Students must complete 1 of the following
02-/03-512    Computational Methods for Biological Modeling and Simulation 
10-601         Machine Learning
15-381         Artificial Intelligence: Representation and Problem Solving
15-387         Computational Perception
15-451         Algorithm Design and Analysis
15-453         Formal Languages, Automata, and Computability
15-486         Artificial Neural Networks
15-494         Special Topic: Cognitive Robotics
15-883         Computational Models of Neural Systems
16-299         Introduction to Feedback Control Systems
16-311         Introduction to Robotics
21-228         Discrete Mathematics
      or 15-251    Great Theoretical Ideas in Computer Science            
21-259         Calculus in 3D
21-341         Linear Algebra
21-272         Introduction to Partial Differential Equations
PM-1800       Mathematical Neuroscience (at University of Pittsburgh)
36-/70-208   Regression Analysis
36-226         Introduction to Statistical Inference
36-350         Statistical Computing
36-401         Modern Regression
36-462         Topics in Statistics: Data Mining
42-631        Neural Data Analysis    
42-632        Neural Signal Processing

General Neuroscience Electives

Students must complete 18 units of course work from this list, at least 9 units must be at the 300-level or above.
(Concentration advisors can approve additional electives to fill this requirement)

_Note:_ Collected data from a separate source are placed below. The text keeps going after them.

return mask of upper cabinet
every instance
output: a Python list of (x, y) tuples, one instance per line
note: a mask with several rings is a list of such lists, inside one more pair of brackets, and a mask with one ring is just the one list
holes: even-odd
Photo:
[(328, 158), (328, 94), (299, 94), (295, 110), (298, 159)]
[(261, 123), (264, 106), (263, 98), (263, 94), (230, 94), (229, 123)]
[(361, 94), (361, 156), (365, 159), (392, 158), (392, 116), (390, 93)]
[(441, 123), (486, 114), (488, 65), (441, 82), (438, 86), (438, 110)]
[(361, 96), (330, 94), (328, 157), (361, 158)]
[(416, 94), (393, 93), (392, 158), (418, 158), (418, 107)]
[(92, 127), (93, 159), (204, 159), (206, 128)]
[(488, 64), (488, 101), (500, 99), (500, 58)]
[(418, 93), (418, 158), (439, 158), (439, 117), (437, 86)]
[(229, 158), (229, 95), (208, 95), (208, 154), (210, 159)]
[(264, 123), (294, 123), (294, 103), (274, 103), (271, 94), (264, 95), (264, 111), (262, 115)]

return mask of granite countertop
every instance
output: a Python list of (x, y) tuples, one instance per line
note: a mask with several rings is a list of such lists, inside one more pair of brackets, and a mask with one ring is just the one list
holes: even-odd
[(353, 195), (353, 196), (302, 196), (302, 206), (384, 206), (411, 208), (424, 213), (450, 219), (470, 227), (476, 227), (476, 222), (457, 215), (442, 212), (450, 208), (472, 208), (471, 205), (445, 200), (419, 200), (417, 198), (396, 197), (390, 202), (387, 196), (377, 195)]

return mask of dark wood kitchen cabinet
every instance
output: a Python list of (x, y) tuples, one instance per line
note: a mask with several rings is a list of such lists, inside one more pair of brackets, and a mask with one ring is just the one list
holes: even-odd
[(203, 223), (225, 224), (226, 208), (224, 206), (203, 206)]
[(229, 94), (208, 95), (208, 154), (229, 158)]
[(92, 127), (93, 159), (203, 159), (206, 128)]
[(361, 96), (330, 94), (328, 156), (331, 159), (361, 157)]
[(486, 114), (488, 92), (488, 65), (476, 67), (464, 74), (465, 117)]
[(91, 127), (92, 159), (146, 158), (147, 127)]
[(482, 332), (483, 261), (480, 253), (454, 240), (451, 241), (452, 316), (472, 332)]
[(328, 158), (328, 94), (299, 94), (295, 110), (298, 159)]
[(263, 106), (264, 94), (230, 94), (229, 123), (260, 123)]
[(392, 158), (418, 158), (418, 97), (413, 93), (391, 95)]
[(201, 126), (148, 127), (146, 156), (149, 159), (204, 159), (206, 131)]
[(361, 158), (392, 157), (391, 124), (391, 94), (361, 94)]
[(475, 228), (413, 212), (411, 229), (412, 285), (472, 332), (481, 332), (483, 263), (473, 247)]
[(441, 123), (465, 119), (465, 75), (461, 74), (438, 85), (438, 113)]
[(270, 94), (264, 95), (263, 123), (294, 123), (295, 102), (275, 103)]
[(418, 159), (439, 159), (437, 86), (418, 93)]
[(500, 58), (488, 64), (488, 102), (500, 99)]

Additional Graduation Requirements

Students must also complete:

  • Free elective hours to come to a total of 360 total course hours

Double-counting restrictions and additional majors & minors

Students may not major in two concentrations.

Students using Neuroscience as an additional major or who have an additional major or minor to Neuroscience may only double-count at most 3 courses between this an their other major or minor (this restriction does not apply to prerequisites, General Education Requirements, or the General Science Requirements – section A).

Other majors and minors may have more stringent double-counting restrictions, please consult with your neuroscience advisors and with the advising staff for the relevant host department for the other majors/minors.